Carbon Logic

I’m calling from Alaska this week and I think I must be one of only ten people up here who is not looking for oil. You may remember a few weeks ago I spoke about Bill Clinton and Al Gore obstructing progress on climate change. The reason I think that has much to do with Alaska and some math called carbon logic.

Contrary to what you read in ads sponsored by Mobil Oil Corporation, global warming is a real phenomenon. It’s measurable. The real questions are two: how far can we let it go before it causes irreparable harm? And what can we do to stop heating the planet? The answers are straightforward, if not pleasant. Let me apologize in advance for all the numbers I’m about to throw at you.

The United Nations Environmental Programme – or UNEP – estimates ecosystems and human systems can tolerate a maximum increase of one degree – Celsius – in Earth’s temperature and a 20-centimeter rise in sea levels. Anything beyond that and – as they say on Oprah – you don’t want to go there. That answers question one, how far can global warming go? But what do the numbers mean? The global mean temperature has risen between .3 and .6 degrees since the beginning of the Industrial Revolution and we are currently warming the earth at about .2 degrees per decade. Since 1860, humans have burned about 240 billion metric tons of carbon. That’s what’s caused the rise in temperature I’ve been talking about. We’ve burned 240 billion metric tons of carbon and we’ve raised the earth’s temperature by half a degree.

The other factor that comes into play here is deforestation. Plants, especially trees, breathe in carbon dioxide and give off oxygen. As we cut down forests, we speed the rate of global warming. So if you want to know how long we’ve got until global warming gets us into trouble, you have to look at how fast we’re burning carbon and cutting down trees.

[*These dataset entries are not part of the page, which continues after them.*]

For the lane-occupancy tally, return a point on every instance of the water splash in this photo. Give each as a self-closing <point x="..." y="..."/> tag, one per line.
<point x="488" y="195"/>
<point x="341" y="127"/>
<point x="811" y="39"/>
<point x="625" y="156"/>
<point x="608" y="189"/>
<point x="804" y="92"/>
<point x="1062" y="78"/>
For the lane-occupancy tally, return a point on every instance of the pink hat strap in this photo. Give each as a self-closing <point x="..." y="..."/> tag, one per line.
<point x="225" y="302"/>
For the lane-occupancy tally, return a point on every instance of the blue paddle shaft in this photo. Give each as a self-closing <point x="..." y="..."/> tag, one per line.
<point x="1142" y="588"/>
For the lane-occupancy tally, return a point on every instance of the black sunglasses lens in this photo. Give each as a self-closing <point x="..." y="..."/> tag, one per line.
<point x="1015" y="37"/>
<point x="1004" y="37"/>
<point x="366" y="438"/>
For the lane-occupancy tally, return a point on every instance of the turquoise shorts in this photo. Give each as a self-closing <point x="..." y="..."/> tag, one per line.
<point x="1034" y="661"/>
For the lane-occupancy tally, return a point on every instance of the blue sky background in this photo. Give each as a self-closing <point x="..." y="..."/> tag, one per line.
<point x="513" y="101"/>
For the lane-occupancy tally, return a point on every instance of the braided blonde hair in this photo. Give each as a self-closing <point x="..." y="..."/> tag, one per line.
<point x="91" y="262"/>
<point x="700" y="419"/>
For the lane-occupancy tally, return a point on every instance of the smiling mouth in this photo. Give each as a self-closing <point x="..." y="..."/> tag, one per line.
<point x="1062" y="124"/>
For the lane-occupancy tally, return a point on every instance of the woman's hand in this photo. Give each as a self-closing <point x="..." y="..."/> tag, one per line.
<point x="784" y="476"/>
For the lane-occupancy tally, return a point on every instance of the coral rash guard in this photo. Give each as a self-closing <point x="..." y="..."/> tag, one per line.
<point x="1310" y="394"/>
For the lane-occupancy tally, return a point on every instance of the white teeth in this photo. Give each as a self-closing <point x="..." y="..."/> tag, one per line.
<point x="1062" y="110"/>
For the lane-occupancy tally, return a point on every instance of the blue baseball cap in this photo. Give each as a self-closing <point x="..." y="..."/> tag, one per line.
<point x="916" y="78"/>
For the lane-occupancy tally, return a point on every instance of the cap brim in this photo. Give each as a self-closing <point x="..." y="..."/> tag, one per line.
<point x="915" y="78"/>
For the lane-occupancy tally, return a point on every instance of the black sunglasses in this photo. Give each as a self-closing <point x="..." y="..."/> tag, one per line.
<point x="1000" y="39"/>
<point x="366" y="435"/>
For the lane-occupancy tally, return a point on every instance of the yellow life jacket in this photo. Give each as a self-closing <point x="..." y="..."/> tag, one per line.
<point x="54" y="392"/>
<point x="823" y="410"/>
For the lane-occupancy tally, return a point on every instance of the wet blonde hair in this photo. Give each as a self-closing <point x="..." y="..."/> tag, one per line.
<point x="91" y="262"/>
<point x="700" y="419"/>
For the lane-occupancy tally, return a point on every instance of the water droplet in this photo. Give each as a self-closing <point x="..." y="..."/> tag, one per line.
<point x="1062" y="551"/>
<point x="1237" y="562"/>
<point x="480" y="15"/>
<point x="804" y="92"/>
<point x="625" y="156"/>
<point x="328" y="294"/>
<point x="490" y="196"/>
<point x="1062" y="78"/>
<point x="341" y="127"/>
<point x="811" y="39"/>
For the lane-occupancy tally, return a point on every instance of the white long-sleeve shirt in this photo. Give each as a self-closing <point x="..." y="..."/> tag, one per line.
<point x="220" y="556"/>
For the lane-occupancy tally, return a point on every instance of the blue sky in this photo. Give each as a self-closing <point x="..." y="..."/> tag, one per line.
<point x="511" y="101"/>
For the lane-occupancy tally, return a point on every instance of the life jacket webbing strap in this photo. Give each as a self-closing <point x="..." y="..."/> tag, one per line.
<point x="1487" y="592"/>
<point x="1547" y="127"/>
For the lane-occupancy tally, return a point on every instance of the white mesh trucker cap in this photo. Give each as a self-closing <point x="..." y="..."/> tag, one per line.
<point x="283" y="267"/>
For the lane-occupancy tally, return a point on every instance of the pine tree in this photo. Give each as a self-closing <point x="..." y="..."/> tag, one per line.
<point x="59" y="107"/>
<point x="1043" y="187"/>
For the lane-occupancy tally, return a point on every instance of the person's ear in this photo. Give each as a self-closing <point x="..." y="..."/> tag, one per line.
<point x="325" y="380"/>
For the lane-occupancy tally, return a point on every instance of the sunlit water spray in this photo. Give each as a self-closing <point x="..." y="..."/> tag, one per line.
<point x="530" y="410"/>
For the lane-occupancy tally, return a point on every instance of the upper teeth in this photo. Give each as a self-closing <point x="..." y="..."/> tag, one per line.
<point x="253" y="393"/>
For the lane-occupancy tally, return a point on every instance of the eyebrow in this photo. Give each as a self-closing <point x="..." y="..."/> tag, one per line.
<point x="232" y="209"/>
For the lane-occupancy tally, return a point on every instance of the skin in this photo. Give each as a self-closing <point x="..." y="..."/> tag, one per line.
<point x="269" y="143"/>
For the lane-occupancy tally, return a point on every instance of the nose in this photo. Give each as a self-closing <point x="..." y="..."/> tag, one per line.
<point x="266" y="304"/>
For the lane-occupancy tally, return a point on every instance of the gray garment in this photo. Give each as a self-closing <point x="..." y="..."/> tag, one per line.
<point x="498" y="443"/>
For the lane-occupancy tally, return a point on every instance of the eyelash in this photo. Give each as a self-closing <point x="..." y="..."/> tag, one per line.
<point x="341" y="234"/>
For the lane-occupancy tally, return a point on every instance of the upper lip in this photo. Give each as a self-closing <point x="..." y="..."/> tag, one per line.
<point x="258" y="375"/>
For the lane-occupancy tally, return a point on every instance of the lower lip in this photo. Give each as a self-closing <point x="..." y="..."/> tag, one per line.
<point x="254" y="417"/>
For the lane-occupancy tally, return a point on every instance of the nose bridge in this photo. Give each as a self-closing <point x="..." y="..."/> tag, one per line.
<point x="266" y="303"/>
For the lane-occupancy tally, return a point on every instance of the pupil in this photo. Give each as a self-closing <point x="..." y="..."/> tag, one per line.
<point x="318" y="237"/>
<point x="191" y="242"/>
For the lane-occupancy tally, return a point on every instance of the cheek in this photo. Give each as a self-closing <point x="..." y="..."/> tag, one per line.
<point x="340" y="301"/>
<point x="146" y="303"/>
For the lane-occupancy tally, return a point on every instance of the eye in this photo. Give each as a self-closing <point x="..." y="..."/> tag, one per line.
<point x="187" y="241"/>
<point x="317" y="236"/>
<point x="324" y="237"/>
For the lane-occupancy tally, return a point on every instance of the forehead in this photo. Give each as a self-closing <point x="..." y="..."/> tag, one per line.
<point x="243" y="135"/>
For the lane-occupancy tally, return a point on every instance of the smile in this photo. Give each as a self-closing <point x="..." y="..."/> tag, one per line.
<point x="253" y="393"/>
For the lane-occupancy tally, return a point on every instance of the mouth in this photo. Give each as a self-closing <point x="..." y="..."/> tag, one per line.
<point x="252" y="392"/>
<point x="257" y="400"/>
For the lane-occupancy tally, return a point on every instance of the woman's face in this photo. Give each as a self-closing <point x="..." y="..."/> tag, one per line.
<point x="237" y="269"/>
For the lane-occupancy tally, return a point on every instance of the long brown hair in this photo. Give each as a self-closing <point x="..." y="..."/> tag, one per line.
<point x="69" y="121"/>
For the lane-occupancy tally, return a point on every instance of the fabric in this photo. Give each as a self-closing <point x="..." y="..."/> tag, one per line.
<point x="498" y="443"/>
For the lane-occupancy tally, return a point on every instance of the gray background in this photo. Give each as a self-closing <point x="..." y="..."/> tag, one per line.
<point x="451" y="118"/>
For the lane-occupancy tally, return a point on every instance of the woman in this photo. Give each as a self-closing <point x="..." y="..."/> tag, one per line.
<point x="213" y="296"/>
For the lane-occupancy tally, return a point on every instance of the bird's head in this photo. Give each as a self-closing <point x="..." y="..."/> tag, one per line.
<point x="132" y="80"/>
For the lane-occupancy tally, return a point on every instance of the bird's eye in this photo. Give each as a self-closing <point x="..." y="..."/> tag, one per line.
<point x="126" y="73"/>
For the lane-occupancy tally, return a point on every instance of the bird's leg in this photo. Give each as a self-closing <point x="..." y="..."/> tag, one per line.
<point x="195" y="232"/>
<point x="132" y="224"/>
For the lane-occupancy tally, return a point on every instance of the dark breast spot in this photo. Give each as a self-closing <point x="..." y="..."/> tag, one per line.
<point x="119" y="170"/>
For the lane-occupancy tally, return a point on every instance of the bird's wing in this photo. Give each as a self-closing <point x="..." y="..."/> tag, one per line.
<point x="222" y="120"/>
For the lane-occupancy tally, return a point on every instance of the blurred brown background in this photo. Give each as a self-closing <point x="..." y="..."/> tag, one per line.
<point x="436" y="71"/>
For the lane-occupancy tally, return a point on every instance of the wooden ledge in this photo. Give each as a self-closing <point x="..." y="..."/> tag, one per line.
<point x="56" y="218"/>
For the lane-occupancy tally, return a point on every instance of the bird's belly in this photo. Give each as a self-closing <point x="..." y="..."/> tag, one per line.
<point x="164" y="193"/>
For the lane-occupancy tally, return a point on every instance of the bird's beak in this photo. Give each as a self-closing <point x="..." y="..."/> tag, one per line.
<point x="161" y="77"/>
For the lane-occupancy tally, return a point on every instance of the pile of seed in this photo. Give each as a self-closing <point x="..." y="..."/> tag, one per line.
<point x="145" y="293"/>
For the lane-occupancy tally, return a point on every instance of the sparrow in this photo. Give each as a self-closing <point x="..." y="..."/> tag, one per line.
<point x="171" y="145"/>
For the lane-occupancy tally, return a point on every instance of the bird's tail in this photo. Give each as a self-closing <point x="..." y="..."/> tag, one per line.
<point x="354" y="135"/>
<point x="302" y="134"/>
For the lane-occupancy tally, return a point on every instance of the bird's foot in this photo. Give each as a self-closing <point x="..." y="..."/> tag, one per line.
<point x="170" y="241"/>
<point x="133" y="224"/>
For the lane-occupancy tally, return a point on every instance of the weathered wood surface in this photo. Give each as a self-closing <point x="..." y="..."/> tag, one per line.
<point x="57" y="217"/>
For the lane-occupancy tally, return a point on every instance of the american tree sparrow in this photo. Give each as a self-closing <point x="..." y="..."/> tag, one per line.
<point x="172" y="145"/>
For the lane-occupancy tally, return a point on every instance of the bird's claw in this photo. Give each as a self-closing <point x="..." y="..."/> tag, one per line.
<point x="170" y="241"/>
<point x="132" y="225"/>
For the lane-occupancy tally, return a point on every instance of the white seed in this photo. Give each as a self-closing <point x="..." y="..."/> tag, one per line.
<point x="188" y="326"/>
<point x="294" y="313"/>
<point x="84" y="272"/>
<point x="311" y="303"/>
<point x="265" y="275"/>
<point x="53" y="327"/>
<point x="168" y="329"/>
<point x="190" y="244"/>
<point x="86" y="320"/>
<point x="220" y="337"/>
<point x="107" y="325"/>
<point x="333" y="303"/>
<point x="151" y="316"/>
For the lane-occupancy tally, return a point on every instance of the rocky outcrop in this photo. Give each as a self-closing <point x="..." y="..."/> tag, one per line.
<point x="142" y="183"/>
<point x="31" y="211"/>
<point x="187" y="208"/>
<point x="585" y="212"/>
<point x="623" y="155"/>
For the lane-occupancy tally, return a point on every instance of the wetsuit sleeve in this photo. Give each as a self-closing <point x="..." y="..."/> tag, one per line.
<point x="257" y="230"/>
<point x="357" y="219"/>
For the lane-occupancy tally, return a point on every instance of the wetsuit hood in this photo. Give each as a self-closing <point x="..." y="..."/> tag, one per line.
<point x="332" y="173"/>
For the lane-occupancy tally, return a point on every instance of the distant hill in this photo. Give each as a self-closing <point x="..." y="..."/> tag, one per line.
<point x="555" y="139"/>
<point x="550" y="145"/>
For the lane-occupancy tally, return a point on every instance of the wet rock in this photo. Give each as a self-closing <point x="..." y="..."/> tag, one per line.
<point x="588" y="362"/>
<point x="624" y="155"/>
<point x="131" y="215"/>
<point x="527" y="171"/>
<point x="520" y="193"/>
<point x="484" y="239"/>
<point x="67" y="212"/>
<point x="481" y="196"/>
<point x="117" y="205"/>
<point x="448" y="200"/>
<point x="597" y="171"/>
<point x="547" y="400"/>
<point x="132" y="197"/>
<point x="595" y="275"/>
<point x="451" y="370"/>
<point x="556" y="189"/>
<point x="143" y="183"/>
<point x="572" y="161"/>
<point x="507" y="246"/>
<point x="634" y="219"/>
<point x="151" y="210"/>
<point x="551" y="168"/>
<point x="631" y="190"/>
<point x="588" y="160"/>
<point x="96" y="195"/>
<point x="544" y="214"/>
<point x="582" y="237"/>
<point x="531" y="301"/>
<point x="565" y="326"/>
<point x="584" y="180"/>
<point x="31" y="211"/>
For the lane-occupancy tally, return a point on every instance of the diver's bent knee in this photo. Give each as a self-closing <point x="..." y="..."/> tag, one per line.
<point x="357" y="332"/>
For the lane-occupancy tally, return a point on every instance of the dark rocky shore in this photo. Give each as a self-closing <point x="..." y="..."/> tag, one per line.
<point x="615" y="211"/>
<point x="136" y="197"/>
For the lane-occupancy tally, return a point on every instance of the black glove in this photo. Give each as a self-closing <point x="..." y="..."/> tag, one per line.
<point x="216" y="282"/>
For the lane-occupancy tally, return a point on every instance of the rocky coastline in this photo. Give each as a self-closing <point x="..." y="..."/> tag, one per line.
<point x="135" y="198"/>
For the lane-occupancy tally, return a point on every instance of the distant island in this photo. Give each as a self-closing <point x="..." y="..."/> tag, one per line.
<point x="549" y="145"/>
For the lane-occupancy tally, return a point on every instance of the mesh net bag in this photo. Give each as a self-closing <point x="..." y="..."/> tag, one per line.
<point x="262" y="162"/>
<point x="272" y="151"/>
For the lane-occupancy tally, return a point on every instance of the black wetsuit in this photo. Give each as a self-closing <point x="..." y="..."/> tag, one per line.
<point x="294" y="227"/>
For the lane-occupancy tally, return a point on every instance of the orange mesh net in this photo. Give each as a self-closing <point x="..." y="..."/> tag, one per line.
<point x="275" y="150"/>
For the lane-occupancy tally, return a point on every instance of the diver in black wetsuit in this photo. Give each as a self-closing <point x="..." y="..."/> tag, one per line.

If we keep on cutting down trees at the rate we’re cutting them today, then another 150 billion metric tons of carbon will put us over the top on global warming. At current rates of consumption, we’ll be there in less than 30 years. If we stop cutting forests and get busy replanting them in those places we have already cut, we can probably go ahead and burn up to 270 billion metric tons of carbon, but at current rates of consumption, we’ll be there in 40 years.

So, if you’ve been following these numbers, it’s plain to see that we have to switch from fossil fuels NOW if we’re going to avoid either environmental catastrophe, economic dislocation, or both. What has all of this got to do with Bill Clinton, Al Gore or Alaska? As I said, everyone and his brother is up here, poking holes in the ground, looking for more oil. The federal government is selling leases in the Arctic Ocean, to look for more oil. As I said earlier, even under the best of circumstances, we can only burn another 270 billion metric tons of carbon. The oil, coal and gas – that is to say, carbon – already on hand amounts to one trillion metric tons, or four times as much as we need to fry ourselves off the planet. Meanwhile, Clinton, Gore and company are subsidizing the oil companies to come up to Alaska and look for more.